树是一个表示 IR 非常合适的数据结构。本系列中用到的 IR 被称为抽象语法树(abstract-syntax tree, AST)。下面是表达式 2 * 7 + 3 的带有解释的树形表示:
关于运算的优先级,可以看下图中这个例子,左边是表达式 2 * 7 + 3 的 AST,在右边是表达式 2 * (7 + 3) 的 AST:
可以看出更高优先级的操作符在树中的位置更低。
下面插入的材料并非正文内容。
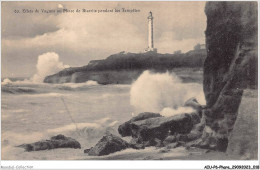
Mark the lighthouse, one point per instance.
(150, 33)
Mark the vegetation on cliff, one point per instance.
(124, 67)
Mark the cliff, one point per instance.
(123, 68)
(230, 67)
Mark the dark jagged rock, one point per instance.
(108, 144)
(161, 127)
(125, 130)
(230, 66)
(169, 139)
(59, 141)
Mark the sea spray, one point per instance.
(48, 63)
(152, 92)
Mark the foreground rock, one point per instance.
(230, 66)
(59, 141)
(125, 128)
(108, 144)
(161, 127)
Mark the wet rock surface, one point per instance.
(125, 128)
(108, 144)
(59, 141)
(231, 40)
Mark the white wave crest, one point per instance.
(155, 91)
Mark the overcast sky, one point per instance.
(80, 37)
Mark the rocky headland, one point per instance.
(226, 124)
(124, 68)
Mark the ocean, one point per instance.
(84, 111)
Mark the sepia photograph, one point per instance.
(122, 80)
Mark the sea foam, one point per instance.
(161, 92)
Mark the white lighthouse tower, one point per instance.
(150, 33)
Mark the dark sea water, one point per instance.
(35, 111)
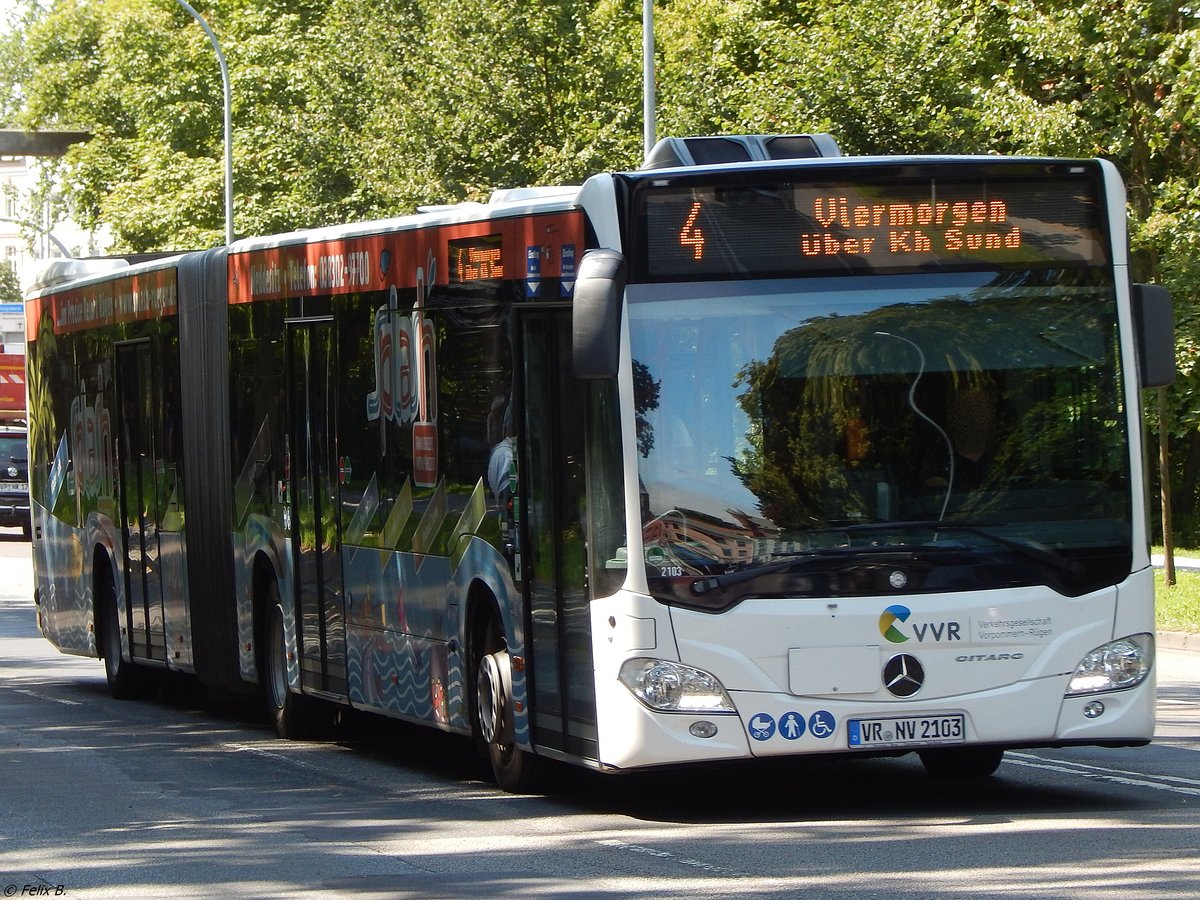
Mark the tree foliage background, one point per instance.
(348, 109)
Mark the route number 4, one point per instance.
(690, 234)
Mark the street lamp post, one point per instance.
(228, 117)
(647, 75)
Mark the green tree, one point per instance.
(10, 287)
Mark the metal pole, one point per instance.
(228, 117)
(648, 73)
(43, 232)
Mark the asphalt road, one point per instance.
(101, 798)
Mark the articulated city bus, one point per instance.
(756, 451)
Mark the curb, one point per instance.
(1177, 641)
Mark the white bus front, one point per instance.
(882, 462)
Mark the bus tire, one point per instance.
(293, 715)
(516, 771)
(961, 761)
(126, 681)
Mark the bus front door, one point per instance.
(313, 489)
(551, 480)
(139, 469)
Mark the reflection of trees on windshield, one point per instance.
(850, 415)
(646, 399)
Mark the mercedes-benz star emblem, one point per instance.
(904, 675)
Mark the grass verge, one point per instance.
(1177, 606)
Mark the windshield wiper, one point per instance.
(1027, 550)
(817, 558)
(796, 562)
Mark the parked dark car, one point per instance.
(15, 479)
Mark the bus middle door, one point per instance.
(313, 487)
(551, 484)
(139, 471)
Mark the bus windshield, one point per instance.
(817, 431)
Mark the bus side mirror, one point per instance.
(595, 317)
(1155, 333)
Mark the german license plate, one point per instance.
(906, 731)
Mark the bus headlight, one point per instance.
(1115, 666)
(667, 687)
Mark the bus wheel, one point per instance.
(126, 681)
(516, 771)
(294, 715)
(961, 762)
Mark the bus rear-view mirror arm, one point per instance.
(1155, 331)
(595, 318)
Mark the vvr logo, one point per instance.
(888, 623)
(935, 631)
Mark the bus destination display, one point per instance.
(475, 258)
(783, 229)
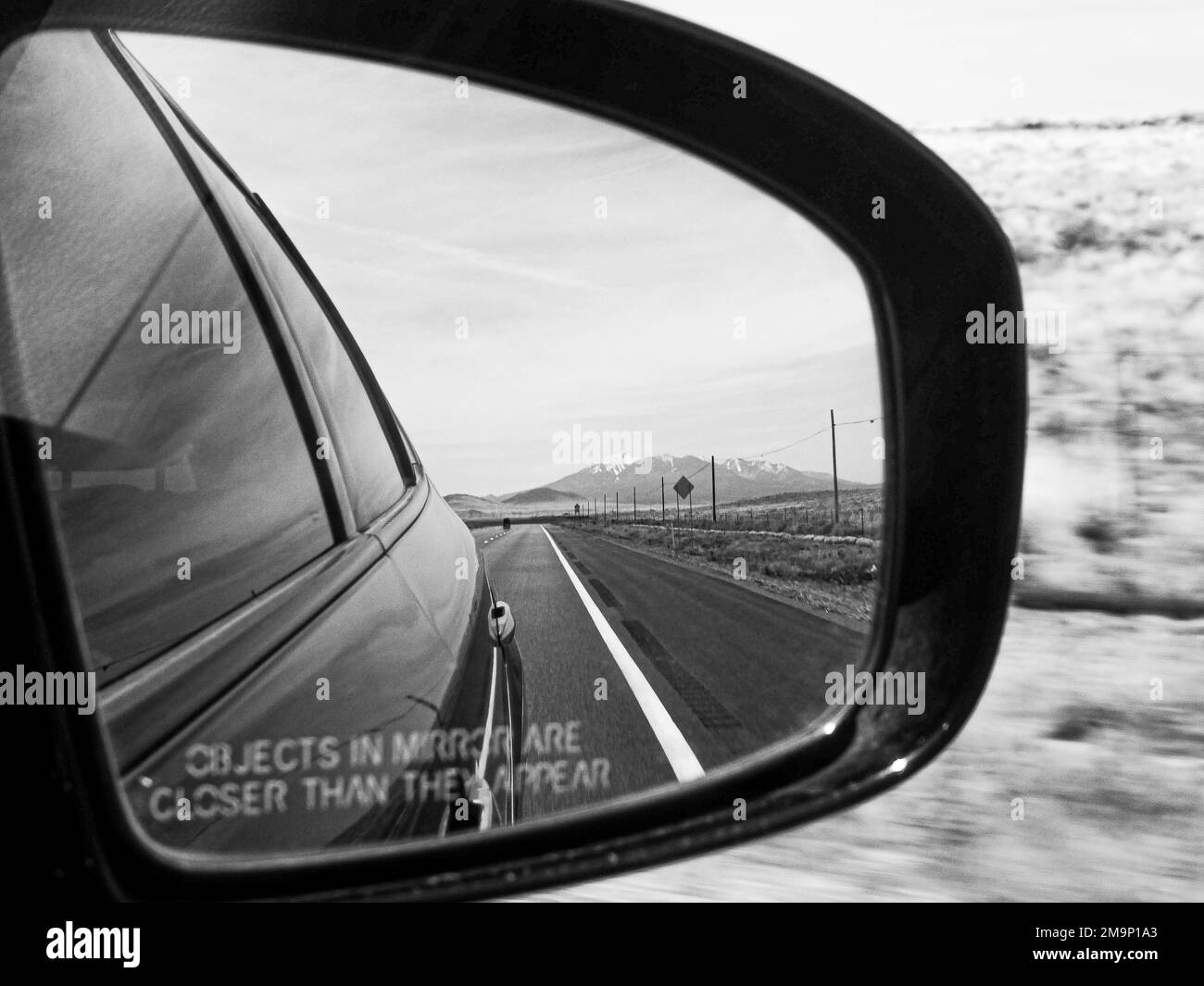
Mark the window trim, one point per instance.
(305, 407)
(386, 420)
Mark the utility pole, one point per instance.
(835, 489)
(714, 514)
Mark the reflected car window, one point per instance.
(360, 447)
(179, 471)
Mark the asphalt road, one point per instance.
(697, 668)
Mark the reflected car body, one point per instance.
(288, 624)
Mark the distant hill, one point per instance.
(468, 504)
(543, 495)
(734, 480)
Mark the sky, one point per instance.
(940, 61)
(461, 237)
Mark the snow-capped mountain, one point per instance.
(734, 480)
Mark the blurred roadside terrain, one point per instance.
(1095, 713)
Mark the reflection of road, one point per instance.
(697, 668)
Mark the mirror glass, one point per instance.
(425, 457)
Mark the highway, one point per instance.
(697, 668)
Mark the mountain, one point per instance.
(543, 495)
(734, 480)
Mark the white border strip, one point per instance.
(682, 758)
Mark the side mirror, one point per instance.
(501, 624)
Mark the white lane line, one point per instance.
(682, 758)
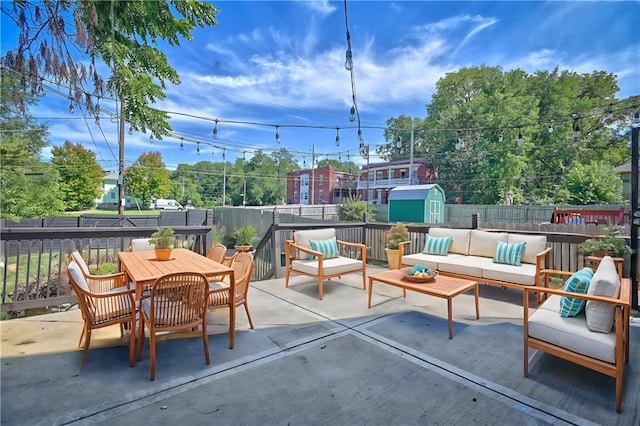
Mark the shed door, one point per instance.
(435, 207)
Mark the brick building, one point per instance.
(322, 185)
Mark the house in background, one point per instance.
(322, 185)
(375, 181)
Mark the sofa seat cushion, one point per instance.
(484, 243)
(460, 240)
(336, 265)
(571, 333)
(524, 274)
(464, 265)
(430, 260)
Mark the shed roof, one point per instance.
(412, 192)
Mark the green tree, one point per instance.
(125, 35)
(148, 178)
(593, 183)
(28, 187)
(80, 175)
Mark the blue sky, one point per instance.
(282, 63)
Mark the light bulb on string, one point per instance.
(348, 61)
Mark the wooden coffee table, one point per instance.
(442, 286)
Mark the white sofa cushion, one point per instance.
(430, 260)
(464, 265)
(524, 274)
(605, 282)
(460, 242)
(570, 333)
(484, 243)
(336, 265)
(535, 244)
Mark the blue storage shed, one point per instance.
(417, 203)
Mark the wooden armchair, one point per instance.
(331, 258)
(220, 292)
(177, 302)
(102, 309)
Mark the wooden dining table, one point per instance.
(144, 269)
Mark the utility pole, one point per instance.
(411, 155)
(121, 161)
(313, 174)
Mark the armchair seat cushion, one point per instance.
(547, 325)
(333, 266)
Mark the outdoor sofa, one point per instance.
(498, 258)
(594, 334)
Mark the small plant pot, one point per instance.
(163, 254)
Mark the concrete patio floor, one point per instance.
(312, 362)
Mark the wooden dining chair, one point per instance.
(100, 283)
(102, 309)
(177, 302)
(217, 253)
(231, 295)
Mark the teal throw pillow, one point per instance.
(437, 245)
(329, 248)
(577, 283)
(510, 254)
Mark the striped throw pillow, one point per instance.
(510, 254)
(437, 245)
(329, 248)
(577, 283)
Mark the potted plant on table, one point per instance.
(611, 244)
(395, 236)
(164, 241)
(244, 236)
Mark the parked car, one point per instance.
(164, 204)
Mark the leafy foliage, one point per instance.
(80, 175)
(125, 35)
(148, 178)
(593, 183)
(470, 137)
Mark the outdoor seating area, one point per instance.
(398, 347)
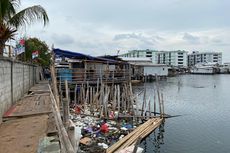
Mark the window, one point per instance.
(148, 52)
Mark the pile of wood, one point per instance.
(139, 133)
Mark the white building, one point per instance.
(152, 54)
(143, 66)
(204, 57)
(171, 58)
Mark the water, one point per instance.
(204, 127)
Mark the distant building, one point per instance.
(142, 54)
(204, 57)
(143, 66)
(171, 58)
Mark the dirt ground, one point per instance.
(22, 135)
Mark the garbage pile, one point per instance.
(97, 134)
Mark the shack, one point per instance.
(81, 68)
(144, 68)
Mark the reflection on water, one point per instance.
(204, 106)
(155, 140)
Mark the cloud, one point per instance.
(62, 39)
(191, 38)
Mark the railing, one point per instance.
(82, 75)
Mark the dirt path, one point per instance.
(22, 135)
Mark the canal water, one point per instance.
(203, 101)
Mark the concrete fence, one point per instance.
(15, 80)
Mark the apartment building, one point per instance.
(172, 58)
(142, 54)
(204, 57)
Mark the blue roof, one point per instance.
(70, 54)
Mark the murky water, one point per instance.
(204, 127)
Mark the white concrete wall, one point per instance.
(160, 71)
(15, 79)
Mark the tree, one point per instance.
(34, 44)
(11, 20)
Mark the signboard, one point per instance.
(20, 46)
(35, 54)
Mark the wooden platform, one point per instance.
(138, 134)
(27, 122)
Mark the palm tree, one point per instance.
(11, 20)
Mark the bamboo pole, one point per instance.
(66, 106)
(154, 103)
(118, 98)
(65, 141)
(54, 81)
(162, 103)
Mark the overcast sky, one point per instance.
(99, 27)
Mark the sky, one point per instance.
(102, 27)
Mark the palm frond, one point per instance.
(6, 32)
(7, 9)
(29, 16)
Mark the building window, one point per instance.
(148, 52)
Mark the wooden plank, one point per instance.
(141, 131)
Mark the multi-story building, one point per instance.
(142, 53)
(172, 58)
(204, 57)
后序遍历(左子树->右子树->根节点)这个树可以对它所代表的表达式进行求值。
访问者模式
class NodeVisitor():
def visit(self, node):
method_name = 'visit_' + type(node).__name__ # 拼凑方法名称,如 visit_BinOp
visitor = getattr(self, method_name, self.generic_visit) # 获取对应的方法
return visitor(node) # 调用方法
def generic_visit(self, node):
raise Exception('No visit_{} method'.format(type(node).__name__))
class Interpreter(NodeVisitor):
def __init__(self, parser):
self.parser = parser
def visit_BinOp(self, node):
if node.op.type == PLUS:
return self.visit(node.left) + self.visit(node.right)
elif node.op.type == MINUS:
return self.visit(node.left) - self.visit(node.right)
elif node.op.type == MUL:
return self.visit(node.left) * self.visit(node.right)
elif node.op.type == DIV:
return self.visit(node.left) / self.visit(node.right)
def visit_Num(self, node):
return node.value
关于以上代码有两点值得在这里提一下:第一,操作 AST 结点的访问者的代码和 AST 结点自身解耦了。可以看到没有一个 AST 结点类(BinOp 和 Num)提供了操作存储在这些结点中数据的代码。该逻辑被封装在了实现 NodeVisitor 的 Interpreter 类中。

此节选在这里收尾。